Google reminds us that Google Chat can be used with friends
While Messages and RCS is how Google wants you to message friends, Google Chat also fits that role and the company today reminded people of that personal use case.
Google is out today with a “7 new Google Chat features to easily message friends and family” blog post. The additions are quite straightforward from Smart Compose to the ability to edit messages and quote them. Other highlights include read receipts for group messages, inserting links, automatically hiding inactive DMs and spaces (after seven days), and third-party Chat apps/integrations.
The more interesting thing today is the framing of Google Chat as being more than just an enterprise communication tool. [Just to recap: Google Talk (gchat) > Google Hangouts > Hangouts Chat > Google Chat.]
In 2021, the classic Hangouts to Google Chat migration began for free users. Since then, they’ve been able to use what was ostensibly a work-focused communication app for personal usage. At that time, the company positioned the free Chat as helping you collaborate on personal projects with Spaces (originally Rooms) somewhat akin to Slack and Discord.
However, the focus has clearly been on enterprise usage and today’s framing comes as a bit of a surprise that Google wants Chat to court this audience in anyway. The Chat and Spaces tabs in Gmail are not enabled by default and require a trip to settings compared to the Meet integration.

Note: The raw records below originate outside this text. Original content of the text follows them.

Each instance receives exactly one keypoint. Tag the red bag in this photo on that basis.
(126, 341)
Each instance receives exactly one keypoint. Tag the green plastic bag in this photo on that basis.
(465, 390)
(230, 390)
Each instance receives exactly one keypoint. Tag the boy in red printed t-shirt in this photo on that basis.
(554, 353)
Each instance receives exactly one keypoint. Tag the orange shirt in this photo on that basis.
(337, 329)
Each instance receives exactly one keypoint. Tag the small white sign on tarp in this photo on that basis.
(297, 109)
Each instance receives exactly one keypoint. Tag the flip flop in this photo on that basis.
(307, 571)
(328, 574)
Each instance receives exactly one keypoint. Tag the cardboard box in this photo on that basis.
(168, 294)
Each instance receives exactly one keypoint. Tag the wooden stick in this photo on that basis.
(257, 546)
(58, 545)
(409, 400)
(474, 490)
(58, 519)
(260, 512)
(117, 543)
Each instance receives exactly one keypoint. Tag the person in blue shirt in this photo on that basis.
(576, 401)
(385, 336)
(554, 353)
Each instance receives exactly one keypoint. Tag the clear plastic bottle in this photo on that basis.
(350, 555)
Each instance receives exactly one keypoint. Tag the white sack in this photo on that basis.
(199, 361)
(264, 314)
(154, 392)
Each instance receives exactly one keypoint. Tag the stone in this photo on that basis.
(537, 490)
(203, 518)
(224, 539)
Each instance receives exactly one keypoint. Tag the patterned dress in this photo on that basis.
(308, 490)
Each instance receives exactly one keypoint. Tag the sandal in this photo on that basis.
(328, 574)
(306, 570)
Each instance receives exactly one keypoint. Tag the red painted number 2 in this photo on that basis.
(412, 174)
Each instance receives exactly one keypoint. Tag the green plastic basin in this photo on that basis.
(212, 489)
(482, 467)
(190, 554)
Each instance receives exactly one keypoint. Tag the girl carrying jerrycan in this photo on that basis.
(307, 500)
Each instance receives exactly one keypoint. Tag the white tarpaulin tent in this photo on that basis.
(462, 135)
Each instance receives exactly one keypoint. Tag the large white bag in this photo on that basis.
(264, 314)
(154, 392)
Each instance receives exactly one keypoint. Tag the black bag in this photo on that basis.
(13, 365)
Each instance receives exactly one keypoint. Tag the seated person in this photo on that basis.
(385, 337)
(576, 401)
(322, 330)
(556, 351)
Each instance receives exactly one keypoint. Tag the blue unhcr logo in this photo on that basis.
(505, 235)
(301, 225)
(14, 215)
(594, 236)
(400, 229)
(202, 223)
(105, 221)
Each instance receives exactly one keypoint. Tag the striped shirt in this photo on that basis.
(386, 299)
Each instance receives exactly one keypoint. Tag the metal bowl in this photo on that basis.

Meanwhile, the listings for the standalone clients very much reveal the focus:
Google Chat is an intelligent and secure communication and collaboration tool, built for teams. From ad-hoc messaging to topic-based workstream collaboration, Chat makes it easy to get work done where the conversation is happening.
The app is fine for personal communication if you can get people to use it. Google Chat’s big advantage would be that Gmail is already on every Android phone. That experience, along with the standalone app, is modern enough with a dual-column tablet UI to boot. In fact, we expect a big “Timeline” home screen redesign later this year and possibly a new icon.

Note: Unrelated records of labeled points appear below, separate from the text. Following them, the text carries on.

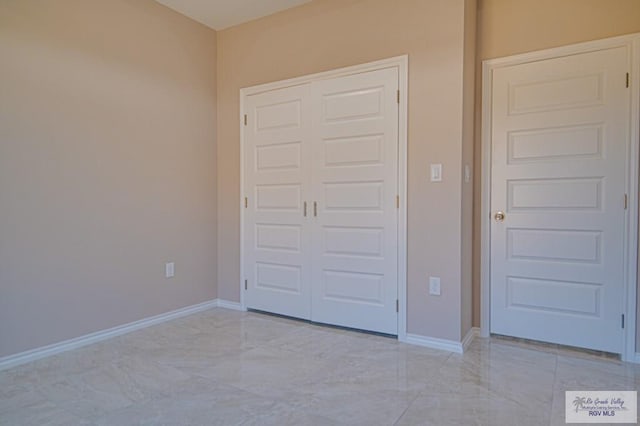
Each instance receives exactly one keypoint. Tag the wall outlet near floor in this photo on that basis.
(169, 269)
(434, 286)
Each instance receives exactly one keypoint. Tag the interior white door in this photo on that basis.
(355, 219)
(559, 145)
(277, 238)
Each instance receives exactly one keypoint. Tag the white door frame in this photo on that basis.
(632, 43)
(400, 62)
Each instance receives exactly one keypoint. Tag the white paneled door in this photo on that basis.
(321, 220)
(560, 135)
(277, 156)
(355, 181)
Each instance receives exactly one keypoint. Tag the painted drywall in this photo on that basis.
(507, 27)
(329, 34)
(470, 19)
(107, 166)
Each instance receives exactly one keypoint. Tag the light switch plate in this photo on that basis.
(436, 173)
(169, 269)
(434, 286)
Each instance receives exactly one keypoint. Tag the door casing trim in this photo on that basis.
(630, 253)
(402, 64)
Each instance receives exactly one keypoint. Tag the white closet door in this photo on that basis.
(277, 178)
(560, 141)
(355, 218)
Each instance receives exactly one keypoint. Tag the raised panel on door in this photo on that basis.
(355, 167)
(277, 237)
(559, 145)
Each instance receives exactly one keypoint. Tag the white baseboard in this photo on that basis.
(227, 304)
(56, 348)
(435, 343)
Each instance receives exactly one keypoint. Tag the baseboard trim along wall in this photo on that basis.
(227, 304)
(56, 348)
(471, 334)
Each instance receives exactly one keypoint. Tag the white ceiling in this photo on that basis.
(220, 14)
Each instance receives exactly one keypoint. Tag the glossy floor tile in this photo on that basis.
(223, 367)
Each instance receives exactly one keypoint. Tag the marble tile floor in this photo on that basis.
(223, 367)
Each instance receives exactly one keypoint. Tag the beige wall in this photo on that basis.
(467, 159)
(328, 34)
(107, 166)
(507, 27)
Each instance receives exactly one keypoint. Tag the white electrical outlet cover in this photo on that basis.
(436, 173)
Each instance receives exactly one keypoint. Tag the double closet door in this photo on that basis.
(320, 214)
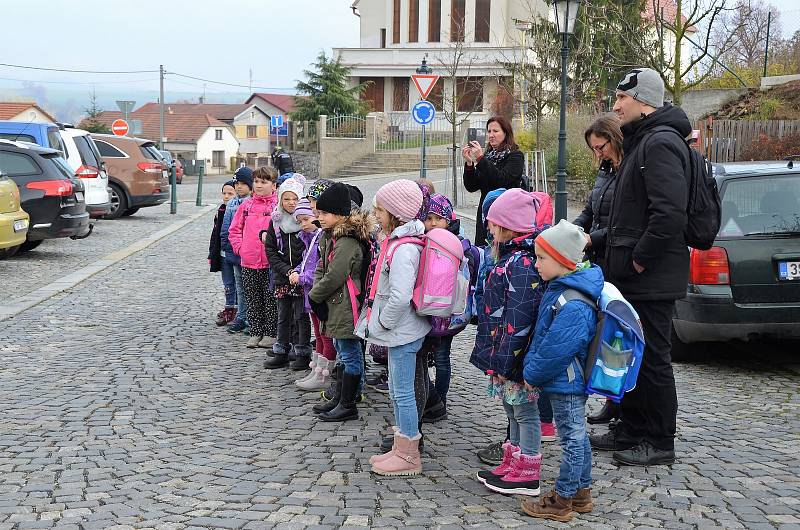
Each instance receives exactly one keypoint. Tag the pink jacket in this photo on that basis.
(251, 218)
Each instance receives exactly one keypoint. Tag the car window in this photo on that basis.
(17, 164)
(87, 155)
(760, 205)
(18, 137)
(106, 149)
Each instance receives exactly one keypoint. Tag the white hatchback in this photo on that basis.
(84, 158)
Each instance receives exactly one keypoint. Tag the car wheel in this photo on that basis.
(6, 253)
(119, 203)
(29, 245)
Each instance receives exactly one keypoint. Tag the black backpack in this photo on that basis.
(704, 207)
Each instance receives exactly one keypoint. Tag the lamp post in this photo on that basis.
(423, 69)
(566, 12)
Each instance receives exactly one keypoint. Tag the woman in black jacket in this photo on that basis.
(500, 166)
(604, 138)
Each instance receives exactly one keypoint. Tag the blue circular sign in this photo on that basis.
(423, 112)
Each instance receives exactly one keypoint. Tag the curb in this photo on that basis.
(36, 297)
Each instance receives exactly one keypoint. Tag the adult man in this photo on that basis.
(647, 258)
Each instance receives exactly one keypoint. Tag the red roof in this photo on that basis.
(177, 127)
(281, 101)
(10, 110)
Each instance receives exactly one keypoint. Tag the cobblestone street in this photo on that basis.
(125, 407)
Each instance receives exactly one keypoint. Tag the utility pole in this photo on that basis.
(161, 106)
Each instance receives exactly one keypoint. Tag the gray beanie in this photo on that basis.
(645, 85)
(564, 242)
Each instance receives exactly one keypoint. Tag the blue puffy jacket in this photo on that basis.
(508, 314)
(225, 245)
(556, 357)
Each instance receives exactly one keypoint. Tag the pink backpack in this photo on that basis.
(441, 288)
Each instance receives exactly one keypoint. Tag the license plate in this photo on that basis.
(789, 270)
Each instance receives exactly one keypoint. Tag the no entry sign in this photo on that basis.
(119, 127)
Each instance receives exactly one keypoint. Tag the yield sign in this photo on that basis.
(424, 84)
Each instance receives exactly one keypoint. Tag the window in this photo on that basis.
(470, 94)
(400, 94)
(17, 164)
(434, 20)
(413, 20)
(458, 11)
(482, 18)
(109, 151)
(396, 22)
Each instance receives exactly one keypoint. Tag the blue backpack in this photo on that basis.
(611, 371)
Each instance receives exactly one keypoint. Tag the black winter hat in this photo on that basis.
(335, 199)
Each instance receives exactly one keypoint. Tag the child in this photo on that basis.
(243, 186)
(555, 361)
(505, 325)
(217, 261)
(252, 218)
(338, 281)
(394, 323)
(284, 250)
(323, 359)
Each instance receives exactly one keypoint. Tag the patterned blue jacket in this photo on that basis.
(510, 301)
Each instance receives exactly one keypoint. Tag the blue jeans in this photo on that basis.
(441, 359)
(402, 367)
(524, 429)
(229, 283)
(241, 311)
(569, 412)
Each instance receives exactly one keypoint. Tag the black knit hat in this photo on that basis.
(335, 199)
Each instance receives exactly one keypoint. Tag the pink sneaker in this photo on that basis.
(548, 432)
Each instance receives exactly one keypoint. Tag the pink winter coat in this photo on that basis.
(251, 218)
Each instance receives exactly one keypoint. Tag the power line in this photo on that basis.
(79, 71)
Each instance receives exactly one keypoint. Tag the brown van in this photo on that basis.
(137, 174)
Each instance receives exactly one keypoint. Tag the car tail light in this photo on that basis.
(709, 267)
(87, 172)
(150, 167)
(52, 188)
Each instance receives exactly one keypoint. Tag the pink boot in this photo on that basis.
(404, 459)
(505, 466)
(523, 479)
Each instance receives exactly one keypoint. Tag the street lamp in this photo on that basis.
(566, 12)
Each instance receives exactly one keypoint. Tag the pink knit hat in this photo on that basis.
(516, 210)
(401, 198)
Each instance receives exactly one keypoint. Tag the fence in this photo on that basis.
(346, 127)
(726, 140)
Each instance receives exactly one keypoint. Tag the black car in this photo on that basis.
(50, 193)
(747, 286)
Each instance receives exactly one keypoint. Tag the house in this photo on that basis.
(24, 111)
(190, 136)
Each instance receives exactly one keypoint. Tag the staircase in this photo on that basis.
(384, 162)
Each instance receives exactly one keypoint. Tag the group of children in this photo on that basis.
(294, 258)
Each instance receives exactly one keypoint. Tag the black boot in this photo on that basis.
(336, 390)
(610, 411)
(346, 408)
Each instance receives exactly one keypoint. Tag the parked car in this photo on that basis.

However, the end of gchat and even (classic) Hangouts undoubtedly impacted user trust, while Google for a time was telling people to use Allo.
The bigger obstacle, of course, for Google is that Messages and RCS exists. I don’t think the company has ever laid out the difference between the two products or when you’d use one over the other. From an experience standpoint, Chat is available natively across multiple instances without requiring QR code sign-in, while an email address is a better identifier than a phone number.
However, in terms of institutional commitment, Messages is the clear choice for personal communication and has strong ties to Android. Google Chat can be used similarly, but it will always be enterprise first unless something radically changes.